Ville Post Covid Urban Attitude

Quelle ville après la pandémie?

L’histoire de l’urbanisation a toujours été étroitement liée à celle des grandes épidémies. Le coronavirus, par sa facilité à se transmettre, pourrait impacter profondément les transports, la polarisation à outrance des villes et l’attrait même des mégalopoles.

Repenser les transports

Les transports en commun, en ces temps de distanciation sociale, sont bien sûr considérés avec une méfiance redoublée. La perspective d’aller s’agglutiner dans une rame de métro, encerclé par de potentiels porteurs du virus, et de s’agripper à une rampe recouverte de centaines de germes hétéroclites n’a rien de séduisant. La voiture et son cocon apparemment hermétique sont la première réponse à cette problématique. Mais l’engorgement routier déjà excessif de nos métropoles avant la pandémie fait de cette solution une impasse. 

Restent le vélo et la marche à pieds. Nos villes s’étant organisées autour de l’automobile depuis 1945, il est désormais indispensable de repenser nos réseaux routiers pour faire une vraie place à ces modes de déplacement doux, et de nombreuses mesures sont actuellement prises dans cette optique. La création de pistes cyclables et de zones piétonnes semble s’imposer, mais est concrètement difficile à mettre en place. 

L’urbanisme tactique, consistant à moduler de façon provisoire et très réactive le paysage urbain, déploie des solutions inventives partout dans le monde depuis plusieurs années déjà et pourrait s’imposer comme un système durable. 

La remise en question de l’ultra-polarisation

La civilisation de la voiture a occasionné une polarisation fonctionnelle extrême de nos villes : il y a des quartiers d’habitation, ceux où l’on travaille, ceux où l’on fait ses courses et ceux pour les loisirs et le « bon temps ». L’uniformité globale des horaires de ces occupations dans la population et leur concentration géographique a donné lieu aux problèmes déjà évoqués : engorgement routier, transports publics surchargés. 

Si les modes de déplacements doux peuvent avoir une chance de s’imposer, cela doit forcément passer par une évolution de ces structures urbaines polarisées, qui placent les différentes fonctionnalités de la ville à des distances importantes les unes des autres, difficilement praticables en vélo ou à pied. 

Les réflexions urbanistiques actuelles se penchent ainsi sur les façons de redonner une mixité fonctionnelle aux différents quartiers des villes.
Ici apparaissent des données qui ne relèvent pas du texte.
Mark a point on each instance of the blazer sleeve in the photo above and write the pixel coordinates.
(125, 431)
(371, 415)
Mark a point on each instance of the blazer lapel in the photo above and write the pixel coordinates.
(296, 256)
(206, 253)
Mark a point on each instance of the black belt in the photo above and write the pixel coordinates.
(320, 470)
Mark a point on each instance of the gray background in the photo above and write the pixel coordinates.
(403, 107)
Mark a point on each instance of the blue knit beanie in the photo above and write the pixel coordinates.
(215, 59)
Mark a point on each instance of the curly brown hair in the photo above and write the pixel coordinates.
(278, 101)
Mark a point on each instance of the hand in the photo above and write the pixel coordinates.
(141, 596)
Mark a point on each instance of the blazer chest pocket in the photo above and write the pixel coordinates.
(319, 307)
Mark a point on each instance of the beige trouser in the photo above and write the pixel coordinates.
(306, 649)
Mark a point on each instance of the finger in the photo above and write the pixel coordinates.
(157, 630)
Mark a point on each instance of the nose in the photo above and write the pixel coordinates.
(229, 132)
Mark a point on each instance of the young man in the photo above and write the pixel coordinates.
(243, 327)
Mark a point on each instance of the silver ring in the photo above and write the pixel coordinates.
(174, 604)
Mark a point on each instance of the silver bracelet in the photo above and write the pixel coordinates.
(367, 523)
Paris et d’autres villes dans le monde travaillent ainsi sur le concept de “ville à 15 minutes”, dans lesquelles on trouverait à proximité de chez soi son lieu de travail, des commerces, des services et des loisirs. 

Une telle vision peut sembler utopique, mais la pandémie pourrait catalyser une telle évolution : le télétravail, l’utilisation accrue des commerces de proximité, l’apparition d’espaces de coworking, la revitalisation des friches de tous ordres sont autant de leviers dans ce sens.

Les villes moyennes, la solution?

Les villes moyennes de province semblent déjà répondre à nombre de ces problématiques. Elles échappent à l’hyper densité des métropoles, facteur évident de propagation virale, les temps et distances de parcours s’y trouvent fortement réduits, et la majorité des services y sont encore présents. 

C’est en outre une évolution sociétale déjà largement entamée avec la rurbanisation des années 90-2000, qui devrait s’accentuer suite à la pandémie. Reste que cette évolution n’est possible que pour une faible partie de la population. 

Si les grandes villes sont aussi peuplées, c’est parce qu’elles génèrent de l’emploi dont une faible proportion est aujourd’hui exportable dans les villes moyennes. Les estimations des Nations unies prévoient d’ailleurs une poursuite du grossissement des mégalopoles d’ici 2050. L’exil provincial pourrait bien demeurer un luxe réservé à une faible minorité.